METISStage 3Prometheus-Alloybias=correctnessPrometheus-Alloybias=minimalistPrometheus-Alloybias=defensivePrometheus-Alloybias=performancePrometheus-Alloybias=uxxargs -P (parallel)SYNTHESIZERblend + provenanceMOMUSaudits blendATLASemit / re-loop

Seven lenses, one task

Every Prometheus-Alloy variant receives the same Metis directives and the same probe report — but a different lens.
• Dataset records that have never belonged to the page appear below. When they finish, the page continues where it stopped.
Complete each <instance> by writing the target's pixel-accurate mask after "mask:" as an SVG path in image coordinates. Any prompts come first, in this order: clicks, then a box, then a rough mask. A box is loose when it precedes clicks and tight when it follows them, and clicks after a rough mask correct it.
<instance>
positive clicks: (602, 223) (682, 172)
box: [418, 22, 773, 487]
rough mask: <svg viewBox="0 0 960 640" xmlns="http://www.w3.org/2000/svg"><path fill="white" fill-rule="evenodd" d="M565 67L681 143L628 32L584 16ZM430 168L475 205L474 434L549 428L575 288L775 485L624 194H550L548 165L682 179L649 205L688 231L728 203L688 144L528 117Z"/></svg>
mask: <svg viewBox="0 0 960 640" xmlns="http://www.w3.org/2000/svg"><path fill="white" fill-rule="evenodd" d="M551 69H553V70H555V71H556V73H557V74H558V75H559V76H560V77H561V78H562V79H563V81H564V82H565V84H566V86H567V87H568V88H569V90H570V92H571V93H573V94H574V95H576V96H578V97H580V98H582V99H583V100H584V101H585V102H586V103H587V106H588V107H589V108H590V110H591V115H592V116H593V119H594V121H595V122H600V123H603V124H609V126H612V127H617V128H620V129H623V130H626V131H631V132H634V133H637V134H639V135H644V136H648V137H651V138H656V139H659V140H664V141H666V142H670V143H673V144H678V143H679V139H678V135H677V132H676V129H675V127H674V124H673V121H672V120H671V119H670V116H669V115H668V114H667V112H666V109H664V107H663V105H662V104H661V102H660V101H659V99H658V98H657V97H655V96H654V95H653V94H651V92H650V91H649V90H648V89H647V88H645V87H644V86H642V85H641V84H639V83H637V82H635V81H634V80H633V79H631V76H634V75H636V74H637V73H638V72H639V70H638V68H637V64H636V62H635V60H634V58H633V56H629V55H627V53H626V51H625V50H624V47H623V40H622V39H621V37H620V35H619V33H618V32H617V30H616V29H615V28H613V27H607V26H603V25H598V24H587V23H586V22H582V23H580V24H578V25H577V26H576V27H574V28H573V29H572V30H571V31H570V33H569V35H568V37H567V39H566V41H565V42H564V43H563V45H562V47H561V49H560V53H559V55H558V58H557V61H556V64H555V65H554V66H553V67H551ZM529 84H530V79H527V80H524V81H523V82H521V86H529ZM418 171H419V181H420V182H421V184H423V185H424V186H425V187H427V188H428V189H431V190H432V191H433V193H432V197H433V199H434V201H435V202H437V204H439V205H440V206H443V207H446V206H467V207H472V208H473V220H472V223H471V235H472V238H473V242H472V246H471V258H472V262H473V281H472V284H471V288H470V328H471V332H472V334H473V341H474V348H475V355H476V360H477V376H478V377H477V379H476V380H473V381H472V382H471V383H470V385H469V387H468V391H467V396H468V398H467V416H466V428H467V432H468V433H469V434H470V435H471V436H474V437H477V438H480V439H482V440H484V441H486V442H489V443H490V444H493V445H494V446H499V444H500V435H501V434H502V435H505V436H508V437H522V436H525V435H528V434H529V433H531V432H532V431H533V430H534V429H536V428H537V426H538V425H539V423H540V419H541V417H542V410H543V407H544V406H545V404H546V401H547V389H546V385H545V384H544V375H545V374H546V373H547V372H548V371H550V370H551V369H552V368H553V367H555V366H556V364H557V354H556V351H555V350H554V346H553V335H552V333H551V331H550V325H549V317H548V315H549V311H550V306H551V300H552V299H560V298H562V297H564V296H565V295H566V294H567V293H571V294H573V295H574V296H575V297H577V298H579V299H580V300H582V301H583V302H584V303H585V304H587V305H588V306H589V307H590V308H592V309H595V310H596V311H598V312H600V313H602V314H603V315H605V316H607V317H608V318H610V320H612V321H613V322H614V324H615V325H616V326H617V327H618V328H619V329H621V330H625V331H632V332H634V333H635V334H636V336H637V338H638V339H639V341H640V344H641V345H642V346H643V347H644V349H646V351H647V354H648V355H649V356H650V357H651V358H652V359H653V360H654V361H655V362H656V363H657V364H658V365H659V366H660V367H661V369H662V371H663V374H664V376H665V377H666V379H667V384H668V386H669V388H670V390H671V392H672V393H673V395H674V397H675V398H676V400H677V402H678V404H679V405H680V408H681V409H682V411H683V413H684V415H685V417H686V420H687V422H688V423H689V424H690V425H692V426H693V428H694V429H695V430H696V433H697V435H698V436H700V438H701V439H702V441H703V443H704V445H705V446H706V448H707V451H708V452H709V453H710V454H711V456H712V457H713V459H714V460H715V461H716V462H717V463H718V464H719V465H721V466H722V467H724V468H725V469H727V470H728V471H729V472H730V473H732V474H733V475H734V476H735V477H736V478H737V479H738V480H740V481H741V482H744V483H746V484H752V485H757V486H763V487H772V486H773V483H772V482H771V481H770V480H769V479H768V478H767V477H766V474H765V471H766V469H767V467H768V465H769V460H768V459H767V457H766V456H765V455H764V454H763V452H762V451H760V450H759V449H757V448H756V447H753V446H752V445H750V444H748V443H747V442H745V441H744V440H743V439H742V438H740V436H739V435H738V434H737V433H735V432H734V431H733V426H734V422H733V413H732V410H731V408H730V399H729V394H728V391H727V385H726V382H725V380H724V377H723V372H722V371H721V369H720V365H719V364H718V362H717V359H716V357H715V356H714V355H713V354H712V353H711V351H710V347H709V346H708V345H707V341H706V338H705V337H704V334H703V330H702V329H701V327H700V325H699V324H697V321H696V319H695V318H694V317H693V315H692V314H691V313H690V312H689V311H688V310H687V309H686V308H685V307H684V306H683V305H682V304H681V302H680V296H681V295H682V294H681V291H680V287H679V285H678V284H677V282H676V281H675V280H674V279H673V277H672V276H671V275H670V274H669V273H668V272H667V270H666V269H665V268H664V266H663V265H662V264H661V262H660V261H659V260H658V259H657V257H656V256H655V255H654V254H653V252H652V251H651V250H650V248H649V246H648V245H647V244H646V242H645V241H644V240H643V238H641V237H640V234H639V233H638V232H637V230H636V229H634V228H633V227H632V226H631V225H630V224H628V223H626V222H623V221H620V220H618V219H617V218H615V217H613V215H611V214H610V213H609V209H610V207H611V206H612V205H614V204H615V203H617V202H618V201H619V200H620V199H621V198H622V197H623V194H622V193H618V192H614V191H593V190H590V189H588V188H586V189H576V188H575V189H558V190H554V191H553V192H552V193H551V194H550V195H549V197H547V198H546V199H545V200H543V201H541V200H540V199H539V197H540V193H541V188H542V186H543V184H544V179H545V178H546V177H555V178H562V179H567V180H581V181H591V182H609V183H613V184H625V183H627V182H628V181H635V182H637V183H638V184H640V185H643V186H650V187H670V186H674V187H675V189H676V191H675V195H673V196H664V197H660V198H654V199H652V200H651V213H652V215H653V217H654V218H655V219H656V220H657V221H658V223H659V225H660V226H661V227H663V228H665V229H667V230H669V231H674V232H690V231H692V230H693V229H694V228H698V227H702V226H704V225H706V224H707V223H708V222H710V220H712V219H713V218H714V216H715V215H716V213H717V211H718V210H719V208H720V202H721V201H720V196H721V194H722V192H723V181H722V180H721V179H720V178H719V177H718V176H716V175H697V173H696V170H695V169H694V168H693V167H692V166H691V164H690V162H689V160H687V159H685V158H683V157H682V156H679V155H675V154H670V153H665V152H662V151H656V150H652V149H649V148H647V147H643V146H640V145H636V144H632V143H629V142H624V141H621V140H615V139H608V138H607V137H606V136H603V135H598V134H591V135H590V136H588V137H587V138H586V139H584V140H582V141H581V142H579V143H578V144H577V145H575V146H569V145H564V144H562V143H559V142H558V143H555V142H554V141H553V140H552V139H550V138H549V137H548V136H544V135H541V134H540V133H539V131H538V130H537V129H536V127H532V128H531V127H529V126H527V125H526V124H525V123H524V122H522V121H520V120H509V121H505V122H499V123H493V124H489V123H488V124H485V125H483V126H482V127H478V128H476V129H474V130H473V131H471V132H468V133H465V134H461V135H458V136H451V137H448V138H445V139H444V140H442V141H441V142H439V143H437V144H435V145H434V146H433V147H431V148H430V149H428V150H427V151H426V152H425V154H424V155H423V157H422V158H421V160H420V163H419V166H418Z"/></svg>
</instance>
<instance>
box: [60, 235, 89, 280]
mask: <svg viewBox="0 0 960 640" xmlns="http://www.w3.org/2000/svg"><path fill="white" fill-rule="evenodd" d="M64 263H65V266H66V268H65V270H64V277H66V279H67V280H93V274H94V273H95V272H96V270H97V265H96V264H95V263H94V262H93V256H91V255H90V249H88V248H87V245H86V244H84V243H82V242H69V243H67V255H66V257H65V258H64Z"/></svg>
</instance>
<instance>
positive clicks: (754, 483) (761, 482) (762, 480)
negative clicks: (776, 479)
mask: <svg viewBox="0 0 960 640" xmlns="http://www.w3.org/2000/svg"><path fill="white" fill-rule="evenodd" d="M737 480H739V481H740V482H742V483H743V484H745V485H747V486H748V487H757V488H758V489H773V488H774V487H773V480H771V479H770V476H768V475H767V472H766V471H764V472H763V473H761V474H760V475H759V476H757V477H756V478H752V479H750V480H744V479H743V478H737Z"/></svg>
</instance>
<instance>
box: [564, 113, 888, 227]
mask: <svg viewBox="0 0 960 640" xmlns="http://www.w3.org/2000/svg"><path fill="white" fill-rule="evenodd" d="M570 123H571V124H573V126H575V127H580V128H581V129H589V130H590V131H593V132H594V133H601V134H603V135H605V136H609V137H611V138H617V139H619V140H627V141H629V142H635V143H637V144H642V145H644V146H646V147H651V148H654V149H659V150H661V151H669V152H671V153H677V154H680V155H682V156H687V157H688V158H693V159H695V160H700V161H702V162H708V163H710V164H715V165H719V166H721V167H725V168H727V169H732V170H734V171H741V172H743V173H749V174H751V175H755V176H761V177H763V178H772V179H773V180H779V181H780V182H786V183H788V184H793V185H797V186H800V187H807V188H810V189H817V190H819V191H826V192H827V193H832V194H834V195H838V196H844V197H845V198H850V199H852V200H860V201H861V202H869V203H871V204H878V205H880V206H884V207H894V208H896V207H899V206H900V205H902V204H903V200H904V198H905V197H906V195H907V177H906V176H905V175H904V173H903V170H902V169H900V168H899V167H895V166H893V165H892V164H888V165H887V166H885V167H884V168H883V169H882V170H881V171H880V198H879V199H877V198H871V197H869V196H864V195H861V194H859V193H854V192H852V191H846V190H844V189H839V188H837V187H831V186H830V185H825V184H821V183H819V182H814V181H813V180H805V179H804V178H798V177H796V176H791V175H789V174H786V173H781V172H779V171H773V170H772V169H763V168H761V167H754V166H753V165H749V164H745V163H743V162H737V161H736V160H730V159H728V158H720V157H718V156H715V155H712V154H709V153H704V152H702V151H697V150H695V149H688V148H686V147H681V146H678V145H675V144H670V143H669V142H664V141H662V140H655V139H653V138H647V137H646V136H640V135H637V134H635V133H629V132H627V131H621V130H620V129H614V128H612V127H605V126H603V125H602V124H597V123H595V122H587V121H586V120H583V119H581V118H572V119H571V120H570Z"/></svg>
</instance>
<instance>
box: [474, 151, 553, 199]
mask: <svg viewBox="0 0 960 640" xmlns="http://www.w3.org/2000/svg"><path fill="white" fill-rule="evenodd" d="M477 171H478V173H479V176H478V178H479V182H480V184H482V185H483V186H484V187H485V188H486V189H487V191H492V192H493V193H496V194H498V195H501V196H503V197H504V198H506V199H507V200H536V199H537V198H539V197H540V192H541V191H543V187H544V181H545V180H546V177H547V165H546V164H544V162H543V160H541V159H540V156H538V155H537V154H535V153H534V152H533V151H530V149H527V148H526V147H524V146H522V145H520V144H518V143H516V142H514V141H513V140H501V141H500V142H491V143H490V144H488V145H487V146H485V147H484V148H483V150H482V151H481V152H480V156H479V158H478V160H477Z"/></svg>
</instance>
The lens is a single word that shifts what the planner optimizes for.

BiasOptimizes forTends to produce
correctnessExhaustive gate tests, phased rollout, every success criterion measurableLong plans with explicit acceptance tests at every phase
minimalistSmallest viable plan, strip ceremony, YAGNI to the boneShort plans, few files, minimum viable phases
defensiveRollback at every phase, checkpoint before risk, fail-safe defaultsPlans with backwards-compat envelopes and feature flags
performanceVendor only what's used, prune speculative infra, hot-path awarenessPlans that remove things as often as they add things
uxStatus-line progress, helpful error messages, friendly failure pathsPlans with explicit error-message phases and telemetry
verificationInstrument-before-theorize, reproducibility, every claim a metricPlans that add observability as a phase-0 prerequisite
migrationEvery breaking change has a migration step, backwards compat, version gatesPlans with dual-read / dual-write transition phases
N selection: configurable via --versions N in range [2, 7]. Default is 5. The plugin refuses --versions 1 ("use Cast for single-planner work") and --versions 8+ ("synthesizer signal-to-noise collapses beyond 7").
NBiases included
2correctness, minimalist
3correctness, minimalist, defensive
5 (default)correctness, minimalist, defensive, performance, ux
7all five plus verification and migration

What the Synthesizer evaluates

The Synthesizer reads all N variant plans and scores each section against a shared rubric. It does not pick one variant as the winner — it picks the strongest section from each.

DimensionWhat counts as strong
CorrectnessEvery phase has an explicit success criterion and a measurable gate
CompletenessNo implicit dependencies; every required service, env var, permission named
Risk postureBreaking changes flagged, rollback strategy explicit, feature flags where risk is real
Scope hygieneOut-of-scope section present and honest. No "we could also…" creep
Evidence planHephaestus can actually validate Phase N — it has a buildable target
SequencingPhases topologically ordered by dependency; no forward references

How the blend happens

The Synthesizer folds N variants in three passes. Each pass has a distinct goal: align structure, resolve contradictions, record provenance.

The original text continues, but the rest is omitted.